Türkiye'de Ödünç İşitme Cihazıyla Duydu

Suriye'nin Humus kentinde Esed rejiminin saldırıları sonucu duyma yetisini kaybeden 4 yaşındaki çocuk 3 ay önce geldiği Türkiye'de ödünç işitme cihazı ile duymaya başladı.

Suriye'nin Humus kentinde Esed rejiminin saldırıları sonucu duyma yetisini kaybeden 4 yaşındaki Ahmet Taha 3 ay önce geldiği Türkiye'de ödünç işitme cihazıyla duymaya başladı.

Humus'tan Reyhanlı'ya gelen aile, bombalı saldırılarda işitme konuşma yetisini kaybeden çocuklarına işitme cihazı alabilmek için kendilerine uzanacak yardım elini bekliyor.

Ahmet Taha, rejim kuşatmasındaki Humus El-Waar bölgesinde savaş uçaklarından atılan bombalar sonucu konuşma ve işitme yetisini kaybetti.

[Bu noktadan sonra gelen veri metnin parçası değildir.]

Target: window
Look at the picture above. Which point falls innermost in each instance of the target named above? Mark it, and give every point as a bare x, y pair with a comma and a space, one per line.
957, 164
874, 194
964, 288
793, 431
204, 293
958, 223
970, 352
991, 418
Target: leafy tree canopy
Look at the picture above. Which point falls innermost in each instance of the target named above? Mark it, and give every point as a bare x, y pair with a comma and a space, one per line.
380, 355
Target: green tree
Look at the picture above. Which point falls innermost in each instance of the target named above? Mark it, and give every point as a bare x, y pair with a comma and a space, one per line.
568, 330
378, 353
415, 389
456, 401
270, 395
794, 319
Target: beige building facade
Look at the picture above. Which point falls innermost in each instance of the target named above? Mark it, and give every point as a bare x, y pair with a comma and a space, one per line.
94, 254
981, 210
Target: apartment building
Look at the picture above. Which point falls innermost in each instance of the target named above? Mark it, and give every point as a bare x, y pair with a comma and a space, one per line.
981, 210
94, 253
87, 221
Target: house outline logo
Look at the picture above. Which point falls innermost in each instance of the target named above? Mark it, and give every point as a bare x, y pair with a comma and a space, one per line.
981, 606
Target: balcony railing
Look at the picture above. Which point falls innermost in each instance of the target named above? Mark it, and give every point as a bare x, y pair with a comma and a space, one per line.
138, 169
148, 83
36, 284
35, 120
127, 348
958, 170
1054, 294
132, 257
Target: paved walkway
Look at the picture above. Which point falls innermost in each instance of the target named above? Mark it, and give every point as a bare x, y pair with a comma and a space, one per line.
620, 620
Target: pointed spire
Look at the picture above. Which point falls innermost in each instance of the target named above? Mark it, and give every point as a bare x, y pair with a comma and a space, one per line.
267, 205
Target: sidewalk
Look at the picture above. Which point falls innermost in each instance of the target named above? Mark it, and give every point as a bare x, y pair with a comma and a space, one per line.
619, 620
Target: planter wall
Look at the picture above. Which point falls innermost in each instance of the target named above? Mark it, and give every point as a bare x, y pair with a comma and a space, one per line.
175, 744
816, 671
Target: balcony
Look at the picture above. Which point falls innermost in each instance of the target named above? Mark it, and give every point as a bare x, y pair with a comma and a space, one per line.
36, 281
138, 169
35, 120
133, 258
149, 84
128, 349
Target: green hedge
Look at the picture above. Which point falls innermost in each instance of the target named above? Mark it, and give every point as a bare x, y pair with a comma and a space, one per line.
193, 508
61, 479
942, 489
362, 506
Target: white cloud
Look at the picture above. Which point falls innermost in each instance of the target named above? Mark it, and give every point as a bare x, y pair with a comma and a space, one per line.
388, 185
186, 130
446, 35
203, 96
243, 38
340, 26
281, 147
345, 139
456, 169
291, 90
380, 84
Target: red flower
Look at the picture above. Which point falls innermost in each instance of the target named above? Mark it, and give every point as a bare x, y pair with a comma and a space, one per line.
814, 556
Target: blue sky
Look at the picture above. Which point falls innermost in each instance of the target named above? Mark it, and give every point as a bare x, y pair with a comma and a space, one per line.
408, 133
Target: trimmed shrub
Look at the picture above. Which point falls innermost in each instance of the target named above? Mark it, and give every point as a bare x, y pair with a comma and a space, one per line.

Baba Talal Alkashak, Suriye'de acı dolu 5 yıl yaşadıklarını söyledi.

El-Waar bölgesinde rejimin kuşatmasının kendilerinde derin acılar bıraktığını belirten Alkashak, ''3 evladım için dayandım. Bizim gibi birçok aile perişan haldeydi. Abluka bölgesinden çıkmaya çalışan 4 yakınımdan bir daha haber alamadık.'' dedi.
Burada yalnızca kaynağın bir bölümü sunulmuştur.